Nothing leaves your machine by default. Network calls only happen if you set [embedding].provider = "openai" or run with [server].transport = "http".
Architecture
internal/storage SQLite + FTS5 (modernc.org/sqlite), bi-temporal schema
internal/memory observations, hybrid ranker (BM25 + cosine via RRF)

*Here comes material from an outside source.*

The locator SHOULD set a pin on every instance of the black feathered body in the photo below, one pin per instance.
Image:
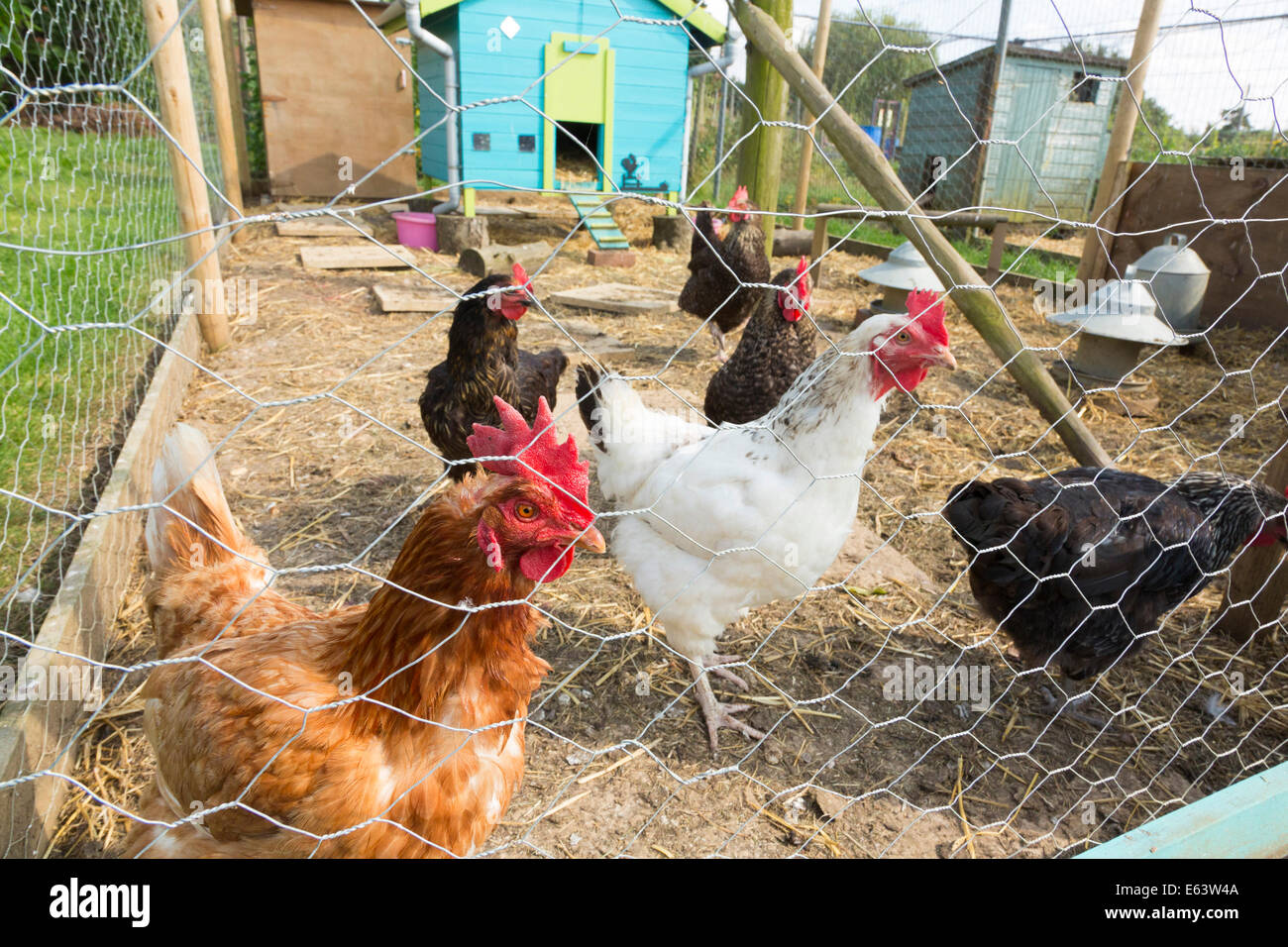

internal/session session service
internal/skills procedural memory service
internal/prewarm session_start and compaction-recovery composers
internal/safety prompt-injection scanner
internal/dream consolidation daemon
internal/rumination threshold monitors, hostile-review packaging
internal/vault Obsidian export and watcher
internal/embedding Ollama / OpenAI / Noop providers
internal/mcp official MCP Go SDK wrapper
internal/api HTTP REST transport
internal/installer agent client wire-up
pkg/client typed Go HTTP client
More in docs/ARCHITECTURE.md.
Build
make test # -race, full suite
make cover # coverage.html
make lint # golangci-lint
make release V=v0.X.Y
Coverage 70% overall, 80 to 95% on the core domain packages. API is stable at v0.1.x and the schema is bi-temporal so migrations stay non-breaking.
License
MIT. By André Figueira at Polyxmedia. AUTHORS.md, ROADMAP.md, CONTRIBUTING.md. Issues and PRs welcome, I read them.